I’m working on a construction document AI system and trying to solve a high-precision extraction problem.
This is not basic “chat with PDF.” The system ingests plans/specs/finish schedules/door schedules/MEP drawings and needs to output strict structured ledgers.
The failure mode:
RAG can often find the evidence, but the pipeline fails to turn it into clean first-class rows.
Example target rows:
- Wilsonart PL1 = 4880-38 Carbon Mesh
- Wilsonart PL2 = 4886 Pearl Soapstone
- Mohawk LVT = Living Local, Two Tone 958, 7.75" x 52"
- Daltile Portfolio = Ash Grey
- Schlage Saturn = 626 satin chromium
- Greenheck EF-1 = SP-A90
- American Standard P-1 = #215AA.104/105
The app often finds the text somewhere, but merges/buries/misroutes it:
- PL1/PL2 become “Wilsonart 4880 / 4886”
- LVT/carpet/tile tokens get blended
- door hardware is found in submittals but never becomes a clean spec-detail row
- facts land in evidence excerpts or scope rows instead of a strict material/spec ledger
We tried standard RAG, agentic RAG, focused trade calls, ledgers, submittal extractors, golden audits, bridge checks, etc.
Current architecture is:
Docs → OCR/chunks/tables → Evidence Store → focused extraction → strict ledgers → views
Ledgers:
- Spec Detail Ledger = manufacturer/model/finish/color/size/criteria/source/evidence
- Submittal Ledger = vendor deliverables
- Scope Ledger = installed work/trade scope
The rule is supposed to be: if evidence exists, it must land in the correct ledger before any PM display/view formatting.
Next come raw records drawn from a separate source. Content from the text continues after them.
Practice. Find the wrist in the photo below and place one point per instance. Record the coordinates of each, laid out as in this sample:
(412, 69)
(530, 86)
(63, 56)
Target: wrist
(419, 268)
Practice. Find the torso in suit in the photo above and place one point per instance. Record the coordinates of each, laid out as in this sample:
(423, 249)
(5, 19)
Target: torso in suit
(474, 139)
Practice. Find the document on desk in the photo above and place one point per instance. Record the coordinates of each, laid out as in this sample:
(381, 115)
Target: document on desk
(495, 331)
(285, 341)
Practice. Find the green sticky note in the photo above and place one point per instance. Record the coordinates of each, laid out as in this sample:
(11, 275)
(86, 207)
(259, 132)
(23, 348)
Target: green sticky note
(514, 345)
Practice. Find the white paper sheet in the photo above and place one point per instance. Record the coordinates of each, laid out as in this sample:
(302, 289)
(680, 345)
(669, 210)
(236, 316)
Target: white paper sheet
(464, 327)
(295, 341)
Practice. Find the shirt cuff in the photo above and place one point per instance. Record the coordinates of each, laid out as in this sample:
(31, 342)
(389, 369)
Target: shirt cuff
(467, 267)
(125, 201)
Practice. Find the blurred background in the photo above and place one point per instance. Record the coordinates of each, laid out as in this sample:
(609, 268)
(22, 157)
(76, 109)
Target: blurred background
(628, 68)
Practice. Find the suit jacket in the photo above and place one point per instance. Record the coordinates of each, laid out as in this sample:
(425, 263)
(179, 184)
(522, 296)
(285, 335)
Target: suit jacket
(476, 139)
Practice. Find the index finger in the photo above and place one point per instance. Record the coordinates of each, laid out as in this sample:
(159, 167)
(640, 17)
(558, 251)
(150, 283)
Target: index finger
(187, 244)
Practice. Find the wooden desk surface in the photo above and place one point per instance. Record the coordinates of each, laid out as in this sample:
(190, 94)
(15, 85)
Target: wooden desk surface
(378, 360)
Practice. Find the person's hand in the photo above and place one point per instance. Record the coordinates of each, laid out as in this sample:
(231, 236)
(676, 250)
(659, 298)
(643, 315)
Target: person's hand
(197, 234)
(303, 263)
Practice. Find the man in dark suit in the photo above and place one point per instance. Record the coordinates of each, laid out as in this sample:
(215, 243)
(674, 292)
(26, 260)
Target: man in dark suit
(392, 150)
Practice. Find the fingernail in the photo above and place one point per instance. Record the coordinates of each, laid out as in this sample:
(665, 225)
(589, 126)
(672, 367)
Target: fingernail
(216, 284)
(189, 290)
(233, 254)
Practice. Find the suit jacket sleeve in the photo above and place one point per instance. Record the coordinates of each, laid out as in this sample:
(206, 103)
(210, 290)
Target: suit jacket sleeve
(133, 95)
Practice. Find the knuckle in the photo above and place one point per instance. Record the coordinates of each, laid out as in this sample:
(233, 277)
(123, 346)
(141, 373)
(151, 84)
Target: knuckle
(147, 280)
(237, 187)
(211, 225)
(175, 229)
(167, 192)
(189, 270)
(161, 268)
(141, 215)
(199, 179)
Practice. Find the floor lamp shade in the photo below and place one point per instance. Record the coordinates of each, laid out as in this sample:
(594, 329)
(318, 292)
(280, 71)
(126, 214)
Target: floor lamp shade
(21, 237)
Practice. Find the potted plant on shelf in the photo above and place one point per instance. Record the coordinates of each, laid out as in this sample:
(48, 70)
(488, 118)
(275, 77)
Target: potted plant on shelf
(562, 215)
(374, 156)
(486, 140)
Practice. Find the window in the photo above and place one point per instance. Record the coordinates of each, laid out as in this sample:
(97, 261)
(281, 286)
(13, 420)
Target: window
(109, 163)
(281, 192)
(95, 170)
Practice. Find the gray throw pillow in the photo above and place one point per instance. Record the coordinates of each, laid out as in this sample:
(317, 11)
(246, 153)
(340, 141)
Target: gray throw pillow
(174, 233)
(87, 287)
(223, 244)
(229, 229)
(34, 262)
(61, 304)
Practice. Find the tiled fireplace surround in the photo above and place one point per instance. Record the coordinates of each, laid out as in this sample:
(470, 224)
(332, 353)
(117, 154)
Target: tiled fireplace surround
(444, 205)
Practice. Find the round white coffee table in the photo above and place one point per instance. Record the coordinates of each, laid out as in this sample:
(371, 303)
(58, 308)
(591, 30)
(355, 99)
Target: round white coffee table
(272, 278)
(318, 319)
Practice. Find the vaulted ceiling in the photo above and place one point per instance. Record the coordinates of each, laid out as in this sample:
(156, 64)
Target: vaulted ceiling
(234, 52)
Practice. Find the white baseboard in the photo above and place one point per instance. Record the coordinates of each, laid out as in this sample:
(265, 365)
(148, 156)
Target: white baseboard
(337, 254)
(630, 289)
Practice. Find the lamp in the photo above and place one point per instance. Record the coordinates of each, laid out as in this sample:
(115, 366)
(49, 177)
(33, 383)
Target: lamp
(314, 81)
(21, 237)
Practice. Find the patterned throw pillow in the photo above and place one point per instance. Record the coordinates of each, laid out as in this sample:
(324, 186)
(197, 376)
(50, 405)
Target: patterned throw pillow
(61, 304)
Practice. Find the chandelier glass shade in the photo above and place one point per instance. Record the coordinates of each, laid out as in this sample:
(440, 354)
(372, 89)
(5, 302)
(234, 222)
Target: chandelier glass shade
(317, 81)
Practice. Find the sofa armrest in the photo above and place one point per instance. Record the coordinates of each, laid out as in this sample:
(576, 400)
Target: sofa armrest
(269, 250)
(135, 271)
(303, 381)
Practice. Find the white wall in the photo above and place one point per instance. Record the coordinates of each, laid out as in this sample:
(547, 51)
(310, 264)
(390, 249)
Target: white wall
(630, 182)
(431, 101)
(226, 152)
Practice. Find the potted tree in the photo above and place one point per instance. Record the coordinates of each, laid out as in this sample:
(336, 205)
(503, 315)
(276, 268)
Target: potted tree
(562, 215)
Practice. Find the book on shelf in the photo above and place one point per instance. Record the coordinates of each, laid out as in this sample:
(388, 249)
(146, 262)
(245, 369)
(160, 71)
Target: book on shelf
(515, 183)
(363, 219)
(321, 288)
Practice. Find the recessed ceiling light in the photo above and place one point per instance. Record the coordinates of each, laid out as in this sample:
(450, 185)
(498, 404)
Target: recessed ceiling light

Question: how would you design the extraction flow so exact model numbers/colors/finish tags reliably become structured rows instead of getting merged or buried?
Would you use:
- page-level vision calls for schedules/finish legends?
- direct PDF calls for spec pages?
- table extraction before RAG?
- one extractor per spec category?
- constrained JSON schema with one row per product?
- post-extraction audit/repair passes?
- something else?
Looking for serious advice from people who have solved high-precision document extraction, not generic RAG tips.